Comment prévenir le paludisme chez la femme enceinte ?

Chez le bébé : la malaria entraîne des effets néfastes sur le développement du fœtus. On peut noter à cet effet, un retard de croissance intra utérin, un petit poids de naissance voire une naissance prématurité. Sans omettre une mort fœtale intra utérine.

Pendant la grossesse, il existe un traitement adapté pour les femmes appelé TPI c’est-à-dire Traitement Préventif Intermittent, administré au patient selon les recommandations OMS.

Il se fait à une fréquence de trois mois et débute généralement entre la seizième et dix-huit semaines de grossesse minimum. Alors en fonction du lieu où l’on se trouve ou du moment, le nom du médicament peut changer. On parle souvent de Maloxine, de fansidar etc.

A cela, on peut ajouter le diagnostic précoce et le traitement des cas. C’est-à-dire poser le bon diagnostic au bon moment. Cela est fait afin qu’on ne se retrouve pas devant un paludisme grave au point d’hospitaliser à tout prix la patiente.
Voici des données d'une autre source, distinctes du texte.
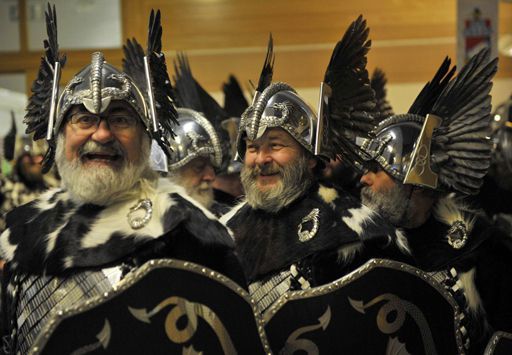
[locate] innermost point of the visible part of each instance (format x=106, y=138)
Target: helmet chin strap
x=402, y=221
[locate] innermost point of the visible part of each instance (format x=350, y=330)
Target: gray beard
x=295, y=180
x=103, y=185
x=202, y=193
x=393, y=204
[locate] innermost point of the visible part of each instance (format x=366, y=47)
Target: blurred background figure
x=201, y=146
x=227, y=186
x=340, y=172
x=496, y=192
x=23, y=181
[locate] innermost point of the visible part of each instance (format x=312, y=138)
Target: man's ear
x=312, y=163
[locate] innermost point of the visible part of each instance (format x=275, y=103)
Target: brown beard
x=393, y=204
x=295, y=179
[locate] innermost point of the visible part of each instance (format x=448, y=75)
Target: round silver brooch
x=457, y=235
x=139, y=222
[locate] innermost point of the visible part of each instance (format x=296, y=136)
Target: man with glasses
x=113, y=213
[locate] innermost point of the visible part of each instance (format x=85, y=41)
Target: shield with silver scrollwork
x=164, y=307
x=383, y=307
x=500, y=344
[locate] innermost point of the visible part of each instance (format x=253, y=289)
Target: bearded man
x=414, y=161
x=293, y=232
x=196, y=155
x=113, y=213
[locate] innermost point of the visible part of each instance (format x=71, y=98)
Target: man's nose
x=263, y=157
x=208, y=173
x=103, y=134
x=367, y=179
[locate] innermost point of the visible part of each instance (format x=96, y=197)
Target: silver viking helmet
x=194, y=137
x=346, y=106
x=200, y=118
x=279, y=106
x=95, y=87
x=442, y=142
x=501, y=168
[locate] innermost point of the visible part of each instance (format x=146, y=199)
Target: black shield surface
x=165, y=307
x=382, y=307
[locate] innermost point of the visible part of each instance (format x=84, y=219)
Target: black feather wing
x=162, y=88
x=461, y=147
x=133, y=63
x=431, y=91
x=268, y=67
x=10, y=140
x=235, y=102
x=352, y=107
x=378, y=84
x=38, y=108
x=186, y=89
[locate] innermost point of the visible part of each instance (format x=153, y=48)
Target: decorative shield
x=164, y=307
x=500, y=344
x=383, y=307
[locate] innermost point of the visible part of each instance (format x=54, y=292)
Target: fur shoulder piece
x=324, y=219
x=53, y=234
x=456, y=214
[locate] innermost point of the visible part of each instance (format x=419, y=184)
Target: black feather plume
x=431, y=91
x=192, y=95
x=133, y=63
x=162, y=88
x=10, y=140
x=235, y=102
x=378, y=84
x=268, y=67
x=38, y=108
x=462, y=139
x=352, y=105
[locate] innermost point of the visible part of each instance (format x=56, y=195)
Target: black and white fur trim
x=267, y=242
x=53, y=234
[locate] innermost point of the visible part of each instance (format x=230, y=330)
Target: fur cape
x=267, y=242
x=52, y=234
x=483, y=265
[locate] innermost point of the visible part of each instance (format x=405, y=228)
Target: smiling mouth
x=101, y=157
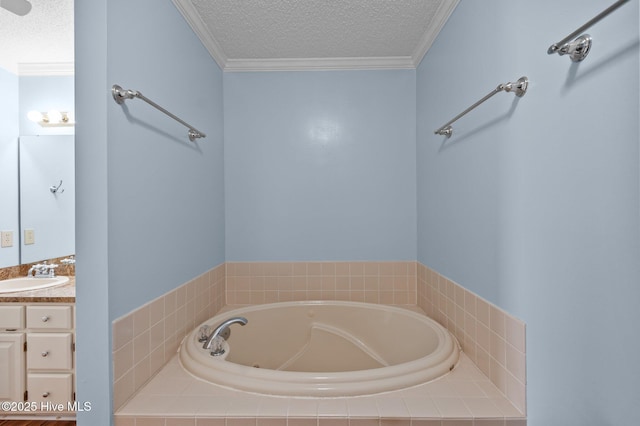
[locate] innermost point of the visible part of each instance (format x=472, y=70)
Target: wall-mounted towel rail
x=519, y=88
x=578, y=49
x=120, y=95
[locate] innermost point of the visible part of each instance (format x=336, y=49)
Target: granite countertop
x=61, y=294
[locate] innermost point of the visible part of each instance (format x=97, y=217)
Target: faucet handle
x=203, y=333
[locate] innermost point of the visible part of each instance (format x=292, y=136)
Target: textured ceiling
x=43, y=36
x=253, y=34
x=291, y=34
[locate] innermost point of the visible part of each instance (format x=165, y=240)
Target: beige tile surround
x=146, y=339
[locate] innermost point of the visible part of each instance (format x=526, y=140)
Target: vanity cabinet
x=37, y=353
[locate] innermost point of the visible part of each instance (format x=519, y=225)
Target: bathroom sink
x=30, y=283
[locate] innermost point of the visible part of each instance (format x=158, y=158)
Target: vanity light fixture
x=53, y=118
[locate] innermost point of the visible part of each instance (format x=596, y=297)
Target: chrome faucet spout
x=222, y=331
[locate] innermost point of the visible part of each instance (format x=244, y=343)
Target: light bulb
x=35, y=116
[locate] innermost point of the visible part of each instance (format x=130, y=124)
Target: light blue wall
x=45, y=93
x=534, y=203
x=320, y=165
x=9, y=130
x=150, y=204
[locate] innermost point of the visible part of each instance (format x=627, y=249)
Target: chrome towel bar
x=120, y=95
x=519, y=88
x=578, y=49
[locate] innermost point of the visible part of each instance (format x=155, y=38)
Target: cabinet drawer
x=48, y=316
x=56, y=388
x=11, y=317
x=49, y=351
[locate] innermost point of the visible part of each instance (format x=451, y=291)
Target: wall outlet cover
x=29, y=236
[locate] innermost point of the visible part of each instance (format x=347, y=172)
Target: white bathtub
x=324, y=348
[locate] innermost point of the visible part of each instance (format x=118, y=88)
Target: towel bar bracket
x=120, y=95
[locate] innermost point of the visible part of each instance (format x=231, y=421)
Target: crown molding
x=185, y=7
x=439, y=19
x=56, y=68
x=193, y=19
x=309, y=64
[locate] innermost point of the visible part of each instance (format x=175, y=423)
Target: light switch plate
x=6, y=239
x=29, y=236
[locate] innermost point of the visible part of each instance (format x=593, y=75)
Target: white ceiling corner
x=263, y=35
x=39, y=43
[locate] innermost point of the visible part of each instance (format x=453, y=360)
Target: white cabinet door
x=12, y=367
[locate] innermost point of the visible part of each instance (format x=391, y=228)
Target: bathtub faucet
x=222, y=331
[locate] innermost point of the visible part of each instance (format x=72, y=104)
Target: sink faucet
x=42, y=270
x=221, y=332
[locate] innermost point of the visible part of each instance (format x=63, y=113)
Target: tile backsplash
x=145, y=339
x=21, y=270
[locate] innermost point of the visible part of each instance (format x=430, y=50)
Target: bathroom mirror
x=47, y=197
x=36, y=74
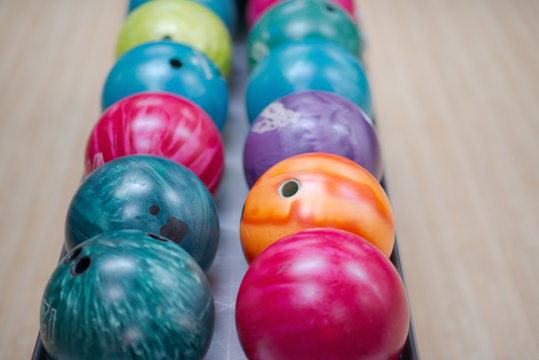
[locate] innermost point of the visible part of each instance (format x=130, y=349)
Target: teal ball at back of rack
x=127, y=295
x=171, y=67
x=307, y=65
x=227, y=10
x=146, y=193
x=297, y=20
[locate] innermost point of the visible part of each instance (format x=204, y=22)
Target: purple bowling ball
x=310, y=121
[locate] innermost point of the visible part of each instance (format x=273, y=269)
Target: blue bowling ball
x=172, y=67
x=226, y=9
x=146, y=193
x=307, y=65
x=127, y=295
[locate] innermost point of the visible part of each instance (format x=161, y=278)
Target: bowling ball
x=322, y=294
x=159, y=124
x=181, y=21
x=310, y=121
x=146, y=193
x=225, y=9
x=172, y=67
x=256, y=8
x=297, y=20
x=307, y=65
x=315, y=190
x=127, y=295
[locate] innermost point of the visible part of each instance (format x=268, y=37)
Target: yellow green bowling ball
x=181, y=21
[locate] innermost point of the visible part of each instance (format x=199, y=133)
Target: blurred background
x=456, y=91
Comme autre mesure de prévention contre la malaria, on note :

  • Le suivi prénatal de bonne qualité ;
  • La distribution gratuite et l’utilisation des moustiquaires imprégnées à longue durée d’action ;
  • L’assainissement de l’environnement.

La prise en charge du paludisme chez la femme enceinte au Cameroun

Prise ne charge du paludisme chez la femme enceinte

La prise en charge du paludisme chez la femme enceinte au Cameroun est assez codifiée à ce jour. Le programme national de lutte contre le paludisme a pris des dispositions pour cela.

Alors, en fonction du type, du nombre de parasites présents dans le corps et du trimestre de la grossesse, le traitement peut se faire comme suit :

  • Paludisme simple : traitement oral (3 jours minimum) constitué généralement de deux molécules. Ces combinaisons thérapeutiques existent pour lutter contre le paludisme dit simple.

Plus connus sous le nom d’ACT (Artemizinine Combinaison therapy), on en trouve sur le marché, vous trouverez des produits tels que l’Athefar, le Bimalarine, le Quartem, le Malacure, le Plasmocure etc.

  • Paludisme grave : traitement parentéral (injectable). Trois formes de traitement sont possibles pour ce cas et les molécules utilisées sont l’artesunate (premier traitement de choix du paludisme par injection).

Ensuite, l’arthemeter (c’est une injection faite uniquement dans les muscles notamment les cuisses, fesses). Enfin les perfusions de quinine.

Le paludisme chez la femme enceinte peut ressurgir deux ou trois semaines après un traitement si elle se laisse encore exposer. Ou alors si cela n’a pas été bien traité.

Ce qui entrainerait des conséquences graves sur la grossesse à l’instar de celles suscitées.

D’où l’importance pour cette dernière de veiller sur sa santé et celle de son bébé. De même, veillez à bien choisir votre gynécologue et faites vous consulter en cas de préoccupation ou de malaise.

Propos recueillis auprès du spécialiste Dr Maxime SIEWE MBOUENDE, Médecin généraliste à l’Inspection Medico-scolaire du MINESEC Extrême- Nord.